A l’épipaléolithique du Levant et au néolithique proche-oriental, nous les retrouveront sur le complexe de Gokekli Tepe – Turquie actuelle -, sous les mains des Natoufiens, (- 2000 av J.C-.), avant que la néolithisation ne se répande en Europe par la vallée du Danube et les côtes du Sud du continent (7).
Au Paléolithique supérieur, les cupules pourraient être comparées aux points d’ocre rouge positifs que l’on trouve en certains endroits dans les grottes habitées par l’homme et que l’ont classe dans l’art pariétal. Lire à ce sujet les livres de Michel Lorblanchet et (8).
Enfin, au néolithique I et II perdurent pour marquer davantage les blocs à l’âge du bronze (9). Selon l’archéologue Jacques Briard, spécialiste de l’âge du Bronze qui consacra un chapitre aux cupules dans son livre : « Mégalithes de la forêt de Brocéliande ».
« La géologie du massif forestier – de Brocéliande – est particulièrement propice à la présence de cupules. La nature géologique du support permet en effet de privilégier le caractère anthropique des dépressions visibles sur les dalles de schistes ».
Par la suite, l’élaboration de cupules semble diminuer en nombre à l’âge du fer.
Dans la zone que nous étudions, soit 23km 2 à cheval entre le Couserans et le Val d’Aran, les cupules et leurs corolaires les pétroglyphes, sont liés à une société sylve-agro-pastorale, ayant vécu en ces lieux du néolithique ancien à l’âge du fer, soit sur trois millénaires.


Production
Les cupules, cup-marks en anglais, écuelles, trous des Elfes ou des fées etc,
L’énumération de leurs fonctions est régulièrement mise à jour sous forme d’interprétations fondées sur des hypothèses de travail par les archéologues et les chercheurs indépendants comme Paleo-Art.org.
Deux principales techniques permettent l’élaboration de cupules :
- par percussion directe de haut en bas, à l’aide d’un percuteur en quartz ou en quartzite.
- par rotation en aller-retour avec un bloc abrasif ; le grés rose de Bordes étant particulièrement approprié pour remplir cette fonction.
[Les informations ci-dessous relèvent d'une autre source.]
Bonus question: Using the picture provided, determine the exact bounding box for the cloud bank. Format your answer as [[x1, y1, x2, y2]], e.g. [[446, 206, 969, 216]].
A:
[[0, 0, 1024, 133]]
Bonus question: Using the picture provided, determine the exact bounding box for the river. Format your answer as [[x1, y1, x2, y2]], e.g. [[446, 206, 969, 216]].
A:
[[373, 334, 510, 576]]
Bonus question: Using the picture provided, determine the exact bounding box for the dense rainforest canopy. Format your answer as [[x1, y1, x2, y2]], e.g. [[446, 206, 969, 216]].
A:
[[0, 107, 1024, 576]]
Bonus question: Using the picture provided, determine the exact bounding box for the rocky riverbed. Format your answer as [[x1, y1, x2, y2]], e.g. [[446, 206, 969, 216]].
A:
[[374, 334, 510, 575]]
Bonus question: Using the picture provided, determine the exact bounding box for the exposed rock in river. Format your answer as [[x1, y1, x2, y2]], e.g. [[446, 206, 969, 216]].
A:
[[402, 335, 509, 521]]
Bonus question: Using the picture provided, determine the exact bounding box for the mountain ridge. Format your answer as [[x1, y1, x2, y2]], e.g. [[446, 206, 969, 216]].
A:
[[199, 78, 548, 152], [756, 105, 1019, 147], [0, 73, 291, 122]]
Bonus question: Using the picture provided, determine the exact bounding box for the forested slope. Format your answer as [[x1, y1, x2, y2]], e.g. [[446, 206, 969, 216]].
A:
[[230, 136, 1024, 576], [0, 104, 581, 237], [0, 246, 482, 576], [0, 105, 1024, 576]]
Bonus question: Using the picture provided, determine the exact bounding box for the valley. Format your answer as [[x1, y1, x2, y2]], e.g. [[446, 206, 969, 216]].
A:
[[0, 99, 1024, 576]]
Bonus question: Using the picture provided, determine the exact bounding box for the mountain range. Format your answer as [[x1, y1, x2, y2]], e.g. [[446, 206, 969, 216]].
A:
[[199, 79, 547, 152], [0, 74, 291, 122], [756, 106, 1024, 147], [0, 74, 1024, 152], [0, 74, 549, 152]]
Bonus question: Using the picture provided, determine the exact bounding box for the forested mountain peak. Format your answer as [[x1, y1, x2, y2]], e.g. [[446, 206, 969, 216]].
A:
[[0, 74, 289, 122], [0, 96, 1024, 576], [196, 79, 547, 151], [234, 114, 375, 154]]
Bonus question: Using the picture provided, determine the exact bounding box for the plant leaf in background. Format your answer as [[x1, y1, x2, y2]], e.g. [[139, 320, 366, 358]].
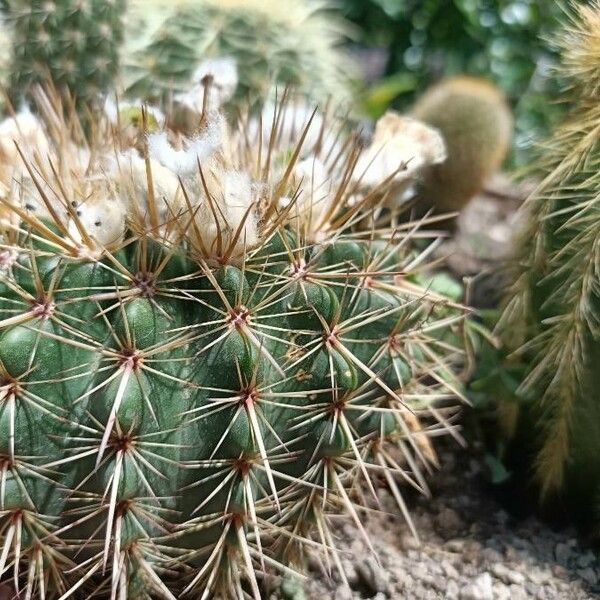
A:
[[340, 0, 564, 166]]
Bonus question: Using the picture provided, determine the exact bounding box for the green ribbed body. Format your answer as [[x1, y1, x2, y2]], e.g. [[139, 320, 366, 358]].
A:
[[499, 1, 600, 531], [0, 92, 464, 600], [124, 0, 352, 108], [6, 0, 125, 107]]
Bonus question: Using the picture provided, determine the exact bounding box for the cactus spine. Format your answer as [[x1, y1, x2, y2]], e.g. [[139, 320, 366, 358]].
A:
[[0, 91, 463, 600], [500, 0, 600, 520], [6, 0, 125, 107], [412, 76, 512, 213]]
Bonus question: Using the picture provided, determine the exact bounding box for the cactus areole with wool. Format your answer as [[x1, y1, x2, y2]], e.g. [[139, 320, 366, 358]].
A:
[[0, 95, 463, 600]]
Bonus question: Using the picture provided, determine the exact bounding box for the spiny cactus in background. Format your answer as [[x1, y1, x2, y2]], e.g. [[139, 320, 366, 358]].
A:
[[412, 76, 512, 219], [123, 0, 352, 106], [5, 0, 125, 108], [0, 83, 463, 600], [499, 0, 600, 522]]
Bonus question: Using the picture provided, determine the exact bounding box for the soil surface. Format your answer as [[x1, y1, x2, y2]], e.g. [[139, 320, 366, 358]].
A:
[[294, 182, 600, 600], [306, 442, 600, 600]]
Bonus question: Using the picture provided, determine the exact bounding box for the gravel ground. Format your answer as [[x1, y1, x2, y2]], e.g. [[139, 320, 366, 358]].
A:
[[294, 184, 600, 600], [307, 440, 600, 600]]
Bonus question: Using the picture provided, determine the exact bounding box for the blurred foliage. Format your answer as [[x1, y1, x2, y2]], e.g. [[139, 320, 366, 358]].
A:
[[341, 0, 565, 165]]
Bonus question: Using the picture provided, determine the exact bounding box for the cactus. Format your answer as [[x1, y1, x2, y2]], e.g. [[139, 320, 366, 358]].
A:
[[5, 0, 125, 107], [499, 0, 600, 522], [0, 90, 463, 600], [412, 76, 512, 218], [124, 0, 352, 107]]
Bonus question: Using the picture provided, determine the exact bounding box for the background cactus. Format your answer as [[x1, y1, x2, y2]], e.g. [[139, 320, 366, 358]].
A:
[[412, 76, 512, 219], [124, 0, 352, 107], [500, 0, 600, 521], [4, 0, 125, 108], [0, 90, 463, 600]]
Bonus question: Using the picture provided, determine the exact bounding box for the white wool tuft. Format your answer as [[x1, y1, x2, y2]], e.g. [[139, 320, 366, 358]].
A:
[[69, 197, 126, 246], [0, 108, 50, 171], [294, 156, 331, 226], [111, 150, 183, 225], [196, 171, 259, 256], [148, 115, 224, 176], [104, 96, 166, 127]]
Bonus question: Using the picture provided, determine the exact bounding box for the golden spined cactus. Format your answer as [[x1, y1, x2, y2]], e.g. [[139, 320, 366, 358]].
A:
[[412, 76, 513, 218], [499, 0, 600, 532]]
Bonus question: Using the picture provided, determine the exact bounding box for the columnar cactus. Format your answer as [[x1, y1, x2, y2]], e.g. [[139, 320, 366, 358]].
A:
[[500, 0, 600, 520], [5, 0, 125, 107], [0, 91, 463, 600], [124, 0, 352, 108]]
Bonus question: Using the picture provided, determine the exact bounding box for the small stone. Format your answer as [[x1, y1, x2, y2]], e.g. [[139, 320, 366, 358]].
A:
[[441, 560, 458, 579], [435, 507, 465, 535], [342, 559, 358, 586], [445, 580, 460, 600], [509, 583, 529, 600], [577, 552, 596, 569], [554, 542, 572, 567], [526, 565, 552, 585], [460, 572, 494, 600], [357, 557, 389, 593], [577, 567, 598, 585], [444, 538, 465, 552], [491, 563, 525, 585], [400, 535, 421, 550], [493, 583, 511, 600], [552, 565, 569, 579], [334, 585, 352, 600]]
En Bretagne se sont les le silex et le quartz qui auront été employés pour un résultat identique.
Cette dernière technique pouvant se combiner à la première, dès que le trou est amorcé ou en fin d’opération, afin de poncer ce qui avait été grossièrement entamé.
Comme nous avons pu le constater dans le secteur des Arz, les blocs de schistes pourprés associés au « poundingue » montrent que l’on fit sauter une ou plusieurs de leurs unités ovalaires, pour donner l’illusion d’une cupule ; l’intentionnalité étant renforcée par la présence de cupules anthropiques sur blocs de granit, aux alentours, Cf : photo principale de cet article.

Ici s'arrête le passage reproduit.